While the music she performs draws influence from her classical roots, adding inflections of folk and world, the concoction is distinctly creatively fresh. Complex challenging time signatures sound organic. The sweetest songs avoid becoming overtly saccharine by the use of meaty harmony. The occasional use of vocals from Leala Cyr as part of the musical texture added to the orchestration of works like Knowledge of Good and Evil.
Spalding’s characterful voice slipped from soft smoky hues to wild free gut- wrenching cries of emotion. Her mature and heartfelt interpretation of Wild is the Wind belied her 26 years and brought me to tears. Whilst her vocal virtuousity was reflective of early Norma Winstone in the pitch perfect vocalese of Chacarera. On the bass, solos had her flying fingers dance around the instrument, or pulling out a warm sonorous tone with her bow.

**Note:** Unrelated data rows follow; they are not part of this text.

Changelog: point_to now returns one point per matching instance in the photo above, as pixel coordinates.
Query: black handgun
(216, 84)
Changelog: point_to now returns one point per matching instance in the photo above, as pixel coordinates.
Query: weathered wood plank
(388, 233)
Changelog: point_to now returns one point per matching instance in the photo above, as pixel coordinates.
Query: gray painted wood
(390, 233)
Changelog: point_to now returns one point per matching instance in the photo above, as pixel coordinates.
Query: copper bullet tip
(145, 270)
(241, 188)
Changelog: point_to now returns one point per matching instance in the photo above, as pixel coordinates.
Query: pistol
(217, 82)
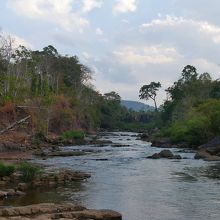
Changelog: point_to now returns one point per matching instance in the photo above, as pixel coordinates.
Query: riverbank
(209, 151)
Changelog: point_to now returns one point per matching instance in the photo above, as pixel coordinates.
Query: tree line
(56, 91)
(192, 111)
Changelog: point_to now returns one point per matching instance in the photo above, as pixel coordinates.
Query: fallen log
(14, 124)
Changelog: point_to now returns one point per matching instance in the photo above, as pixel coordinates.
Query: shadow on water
(48, 194)
(209, 171)
(181, 176)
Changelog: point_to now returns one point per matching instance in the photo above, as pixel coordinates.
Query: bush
(29, 171)
(77, 134)
(6, 170)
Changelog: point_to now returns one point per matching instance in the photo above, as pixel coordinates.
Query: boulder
(58, 211)
(212, 147)
(203, 154)
(165, 154)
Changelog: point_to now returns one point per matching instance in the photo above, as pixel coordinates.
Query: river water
(139, 188)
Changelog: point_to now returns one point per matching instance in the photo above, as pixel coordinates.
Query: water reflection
(137, 187)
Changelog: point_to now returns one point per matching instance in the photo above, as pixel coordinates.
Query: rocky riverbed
(122, 179)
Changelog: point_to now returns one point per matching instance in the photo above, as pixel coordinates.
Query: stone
(165, 154)
(57, 211)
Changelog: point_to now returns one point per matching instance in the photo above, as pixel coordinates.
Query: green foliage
(150, 92)
(29, 171)
(71, 135)
(201, 124)
(6, 170)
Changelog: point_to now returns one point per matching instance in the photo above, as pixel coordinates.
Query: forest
(56, 92)
(191, 114)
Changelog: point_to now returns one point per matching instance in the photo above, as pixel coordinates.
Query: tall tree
(150, 92)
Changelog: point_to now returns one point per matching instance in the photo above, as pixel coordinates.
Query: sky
(126, 43)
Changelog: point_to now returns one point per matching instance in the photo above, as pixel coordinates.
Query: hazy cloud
(123, 6)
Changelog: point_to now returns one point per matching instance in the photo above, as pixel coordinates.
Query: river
(139, 188)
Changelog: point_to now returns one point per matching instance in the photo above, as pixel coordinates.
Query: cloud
(123, 6)
(16, 40)
(89, 5)
(202, 27)
(99, 31)
(54, 11)
(146, 55)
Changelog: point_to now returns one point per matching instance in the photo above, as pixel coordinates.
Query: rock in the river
(209, 151)
(66, 153)
(49, 211)
(165, 154)
(213, 146)
(203, 154)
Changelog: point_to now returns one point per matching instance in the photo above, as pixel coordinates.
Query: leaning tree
(150, 92)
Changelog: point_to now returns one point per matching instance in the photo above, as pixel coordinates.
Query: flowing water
(139, 188)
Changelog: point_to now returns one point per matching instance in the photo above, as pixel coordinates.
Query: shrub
(77, 134)
(6, 170)
(29, 171)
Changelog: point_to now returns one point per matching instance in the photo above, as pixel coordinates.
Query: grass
(74, 134)
(6, 169)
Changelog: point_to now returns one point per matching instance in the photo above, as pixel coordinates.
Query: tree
(150, 92)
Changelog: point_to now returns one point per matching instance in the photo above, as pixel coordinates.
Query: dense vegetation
(55, 90)
(192, 112)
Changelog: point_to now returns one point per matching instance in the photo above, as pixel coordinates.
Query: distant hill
(136, 106)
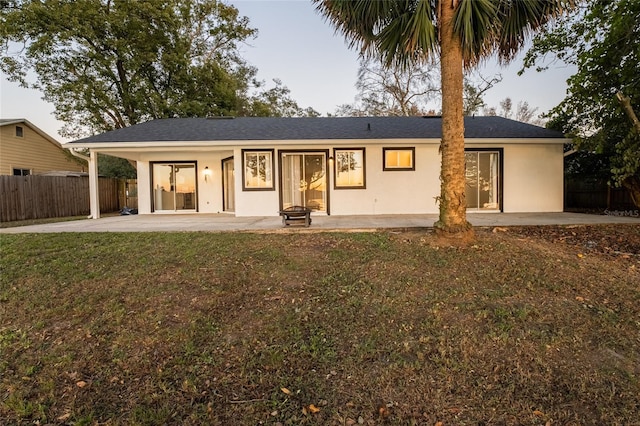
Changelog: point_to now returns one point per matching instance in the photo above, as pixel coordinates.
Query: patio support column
(93, 185)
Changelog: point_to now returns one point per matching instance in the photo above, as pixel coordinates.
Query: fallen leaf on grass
(383, 411)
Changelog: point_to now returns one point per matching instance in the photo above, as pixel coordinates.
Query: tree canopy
(460, 33)
(107, 64)
(601, 40)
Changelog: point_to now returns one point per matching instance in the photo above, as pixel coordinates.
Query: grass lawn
(530, 326)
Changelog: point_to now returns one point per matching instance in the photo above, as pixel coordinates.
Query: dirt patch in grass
(529, 326)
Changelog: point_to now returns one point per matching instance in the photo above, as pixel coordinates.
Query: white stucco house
(340, 166)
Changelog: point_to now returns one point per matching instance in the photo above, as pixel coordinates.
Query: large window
(398, 158)
(257, 170)
(349, 168)
(174, 186)
(482, 179)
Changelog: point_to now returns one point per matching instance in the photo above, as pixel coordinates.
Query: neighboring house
(340, 166)
(27, 150)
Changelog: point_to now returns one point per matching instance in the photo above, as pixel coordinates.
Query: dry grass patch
(522, 327)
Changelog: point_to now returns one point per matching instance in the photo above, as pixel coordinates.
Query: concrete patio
(224, 222)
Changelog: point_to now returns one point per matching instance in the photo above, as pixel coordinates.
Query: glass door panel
(228, 185)
(185, 186)
(482, 180)
(304, 180)
(174, 186)
(163, 187)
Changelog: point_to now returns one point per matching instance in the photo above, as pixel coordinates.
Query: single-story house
(27, 150)
(255, 166)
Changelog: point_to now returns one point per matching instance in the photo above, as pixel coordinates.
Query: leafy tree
(276, 102)
(603, 97)
(115, 167)
(461, 33)
(393, 90)
(108, 64)
(523, 113)
(413, 89)
(474, 89)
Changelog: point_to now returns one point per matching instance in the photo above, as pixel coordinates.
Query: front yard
(527, 326)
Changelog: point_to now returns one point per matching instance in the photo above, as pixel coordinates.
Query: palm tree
(461, 33)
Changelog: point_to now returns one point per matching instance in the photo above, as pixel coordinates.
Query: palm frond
(520, 18)
(475, 23)
(398, 31)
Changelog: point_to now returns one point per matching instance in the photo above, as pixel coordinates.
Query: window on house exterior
(349, 168)
(21, 172)
(398, 158)
(257, 170)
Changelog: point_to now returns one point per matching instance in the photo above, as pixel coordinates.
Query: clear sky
(297, 46)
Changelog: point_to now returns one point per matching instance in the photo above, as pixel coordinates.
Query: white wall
(393, 192)
(533, 178)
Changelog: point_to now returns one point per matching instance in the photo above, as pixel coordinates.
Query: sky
(297, 46)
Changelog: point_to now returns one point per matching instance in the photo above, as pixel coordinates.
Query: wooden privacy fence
(39, 197)
(589, 193)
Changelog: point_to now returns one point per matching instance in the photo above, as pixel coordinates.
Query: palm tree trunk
(453, 213)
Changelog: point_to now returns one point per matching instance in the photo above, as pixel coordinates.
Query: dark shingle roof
(272, 128)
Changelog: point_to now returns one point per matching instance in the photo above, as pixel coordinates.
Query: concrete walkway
(223, 222)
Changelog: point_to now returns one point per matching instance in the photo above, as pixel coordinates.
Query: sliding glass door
(482, 180)
(304, 180)
(174, 187)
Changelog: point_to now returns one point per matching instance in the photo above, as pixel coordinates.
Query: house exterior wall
(532, 179)
(32, 152)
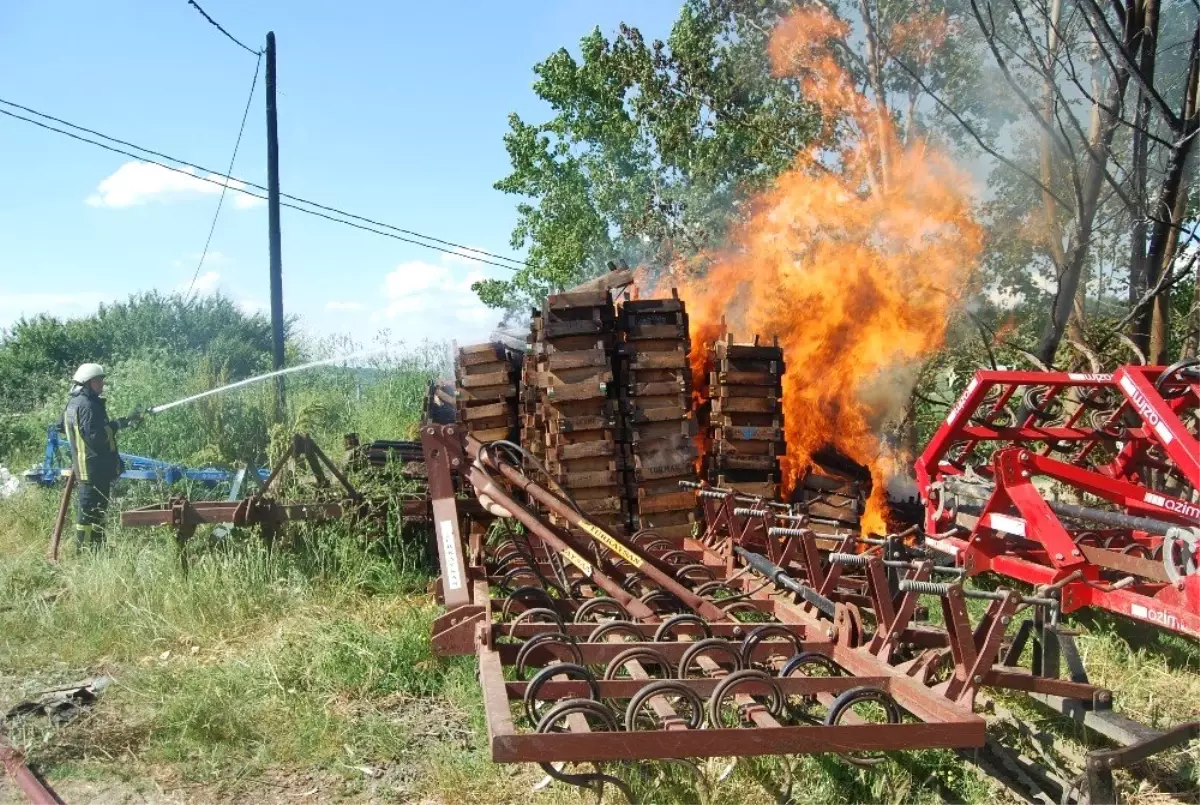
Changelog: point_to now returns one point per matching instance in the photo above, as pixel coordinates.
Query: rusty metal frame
(33, 786)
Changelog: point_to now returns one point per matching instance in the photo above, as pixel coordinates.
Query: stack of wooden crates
(486, 390)
(586, 450)
(654, 378)
(747, 416)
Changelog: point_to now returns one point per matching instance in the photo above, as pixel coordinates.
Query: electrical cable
(214, 180)
(217, 25)
(225, 187)
(459, 248)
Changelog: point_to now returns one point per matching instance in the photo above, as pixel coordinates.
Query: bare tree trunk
(1099, 137)
(1143, 275)
(875, 79)
(1171, 205)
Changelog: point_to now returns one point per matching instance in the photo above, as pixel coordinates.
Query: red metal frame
(1119, 442)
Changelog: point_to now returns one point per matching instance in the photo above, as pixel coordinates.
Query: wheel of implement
(661, 601)
(743, 607)
(709, 646)
(676, 558)
(743, 678)
(600, 719)
(601, 632)
(1036, 401)
(695, 572)
(507, 582)
(591, 610)
(1173, 374)
(864, 695)
(804, 665)
(537, 616)
(666, 630)
(568, 670)
(679, 691)
(545, 641)
(708, 588)
(647, 535)
(1180, 553)
(1137, 550)
(762, 632)
(643, 655)
(527, 596)
(631, 582)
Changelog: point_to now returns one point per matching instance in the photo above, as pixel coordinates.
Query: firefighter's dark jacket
(93, 437)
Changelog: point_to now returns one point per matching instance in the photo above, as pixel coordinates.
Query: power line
(228, 35)
(225, 187)
(261, 187)
(427, 242)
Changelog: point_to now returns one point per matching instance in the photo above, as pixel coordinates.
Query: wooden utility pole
(273, 210)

Spalding displayed her flair for the dramatic in a captivating performance of Apple Blossoms, taking a seat to perform the song as though narrating a story. Her touching use of body language brought the lyrics to life. The exchange of spoken introductions for monologues building to recitative passages to segue into charts was effective if towards the end, a tad overused.
The highlight of the evening, the vibrant latin tinged What A Friend, saw a welcome opportunity for pianist Leo Genovese to let rip supported by brief spurts of fire from percussionist Richie Barshay. It was a shame there weren’t more chances to hear from these pretty spectacular musicians, but this didn’t mar the rapture of the audience in watching Spalding really hitting it on the bass, revelling in the interaction of her powerful band. Along with Winter Sun, it doesn’t seem far-reaching to liken her writing to Stevie Wonder in the ability to produce jubilant music that lives on in your head long after the performance.